The study also reported on the types of questions companies choose to ignore during VSMs. Those questions are only seen by the public, so the author collected the questions (all 767 of them!) John Chevedden and James McRitchie submitted to VSMs between March 20, 2020 and June 30, 2021. She found that companies that chose to answer these questions addressed 183% more questions on average than companies that did not. (That percentage sounds wild, but keep in mind that this represents an average of 3.24 additional questions.) In terms of subject matter, the paper reports:
Firms are particularly reluctant to answer questions that reveal information enabling investors to gauge shareholder involvement/ indications of criticism at the meeting [. . .] Second least-likely topic to be addressed was questions related to “Vote outcomes”, with only 22% of these questions receiving a response. The fourth least-likely category was questions regarding the number of “Shareholders in attendance”, addressed in just 28% of cases. These findings suggest that companies are least transparent and forthcoming on topics that would provide insight into shareholder participation and criticism at meetings.
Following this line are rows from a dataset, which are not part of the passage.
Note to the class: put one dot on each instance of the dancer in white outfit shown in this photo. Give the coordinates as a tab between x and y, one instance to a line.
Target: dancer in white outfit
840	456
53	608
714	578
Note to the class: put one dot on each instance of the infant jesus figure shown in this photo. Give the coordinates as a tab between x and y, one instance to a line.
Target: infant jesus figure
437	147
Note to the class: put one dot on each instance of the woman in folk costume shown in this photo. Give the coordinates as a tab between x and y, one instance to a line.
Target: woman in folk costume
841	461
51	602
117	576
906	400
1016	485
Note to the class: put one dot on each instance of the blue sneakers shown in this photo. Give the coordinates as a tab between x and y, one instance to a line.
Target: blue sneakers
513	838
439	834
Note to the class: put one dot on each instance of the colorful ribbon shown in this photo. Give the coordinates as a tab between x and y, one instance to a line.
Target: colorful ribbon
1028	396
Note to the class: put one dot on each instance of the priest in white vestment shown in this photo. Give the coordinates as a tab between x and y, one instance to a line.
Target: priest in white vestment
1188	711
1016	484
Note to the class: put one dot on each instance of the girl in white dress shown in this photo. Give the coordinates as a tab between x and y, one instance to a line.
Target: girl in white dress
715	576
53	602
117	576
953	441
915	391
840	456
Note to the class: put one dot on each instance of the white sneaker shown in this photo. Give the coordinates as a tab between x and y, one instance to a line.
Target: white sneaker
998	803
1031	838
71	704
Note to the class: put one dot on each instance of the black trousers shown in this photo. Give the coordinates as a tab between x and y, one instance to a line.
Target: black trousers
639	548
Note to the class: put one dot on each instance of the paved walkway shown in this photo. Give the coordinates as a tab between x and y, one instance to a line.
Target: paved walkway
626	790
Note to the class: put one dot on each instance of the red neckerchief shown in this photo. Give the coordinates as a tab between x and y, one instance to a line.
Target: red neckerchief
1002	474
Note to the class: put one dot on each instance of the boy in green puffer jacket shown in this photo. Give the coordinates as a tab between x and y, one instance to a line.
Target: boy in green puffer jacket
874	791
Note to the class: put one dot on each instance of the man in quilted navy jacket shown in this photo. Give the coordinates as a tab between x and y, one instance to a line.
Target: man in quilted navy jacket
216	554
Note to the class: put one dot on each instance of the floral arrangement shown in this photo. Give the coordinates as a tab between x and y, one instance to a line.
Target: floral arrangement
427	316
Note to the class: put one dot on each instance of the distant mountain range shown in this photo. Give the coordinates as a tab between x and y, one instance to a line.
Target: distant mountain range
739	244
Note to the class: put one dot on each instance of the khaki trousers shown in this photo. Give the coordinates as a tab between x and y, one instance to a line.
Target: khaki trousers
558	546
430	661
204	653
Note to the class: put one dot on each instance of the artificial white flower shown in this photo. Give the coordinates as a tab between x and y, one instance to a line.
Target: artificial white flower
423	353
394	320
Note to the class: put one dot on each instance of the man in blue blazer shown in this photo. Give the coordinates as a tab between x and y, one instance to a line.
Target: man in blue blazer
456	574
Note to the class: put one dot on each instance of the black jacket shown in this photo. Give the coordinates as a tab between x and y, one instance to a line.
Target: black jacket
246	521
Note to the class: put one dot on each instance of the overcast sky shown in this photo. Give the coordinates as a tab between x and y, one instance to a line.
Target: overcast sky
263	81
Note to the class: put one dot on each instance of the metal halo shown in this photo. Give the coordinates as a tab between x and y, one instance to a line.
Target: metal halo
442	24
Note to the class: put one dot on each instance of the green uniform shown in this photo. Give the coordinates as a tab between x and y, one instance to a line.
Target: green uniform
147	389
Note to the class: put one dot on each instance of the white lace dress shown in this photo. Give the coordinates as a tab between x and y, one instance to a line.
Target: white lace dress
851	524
On CorpGov.net, Jim McRitchie adds his own input to the paper’s policy suggestions and shares a wish list of annual meeting reforms, many of which (including hybrid meetings, recordings & transcripts, question transparency & responsiveness) are consistent with the best practices promoted by Carl and Peder Hagberg. If implementing annual meeting best practices improves your company’s market performance following the meeting, there’s another reason it might be worth revisiting these practices!
Here’s something I posted last week on the Proxy Season blog:
In this 2026 proxy season preview, Alliance Advisors points out the March announcement by the Communications Workers of America that it is independently soliciting votes on five shareholder proposals seeking governance reforms at Nexstar Media Group — and it’s not just a tactic to get the company to negotiate.
Deep-pocketed labor unions are once again resorting to Rule 14a-4(c)(2) solicitations to press for a variety of governance reforms at companies embroiled in labor disputes. This approach was taken two years ago by the AFL-CIO and United Mine Workers of America at Warrior Met Coal to bypass the one-proposal limit of Rule 14a-8.
This year, the Communications Workers of America (CWA) submitted five governance proposals at Nexstar Media Group, which advocate for an independent board chair, proxy access, special meeting rights, poison pill ratification, and shareholder approval of major transactions valued at more than 20% of the company’s market capitalization. The National Association of Broadcast Employees and Technicians (NABET-CWA), which represents workers at Nexstar-owned television stations, takes issue with the company’s $6.2 billion acquisition of TEGNA and union busting efforts at certain television stations.
So, it turns out that lawyers weren’t “crying wolf” when they warned that shareholders might utilize Rule 14a-4 to run a “zero slate” contest after the SEC Staff shifted to the sidelines for this year’s shareholder proposal season. I think this is the first of these we’ve seen this year — at least beyond threats to use this tactic. And, notably, I don’t think this was in response to Nexstar excluding a CWA proposal. (I only see one unrelated Rule 14a-8(j) notice submitted to the SEC Staff by Nexstar.)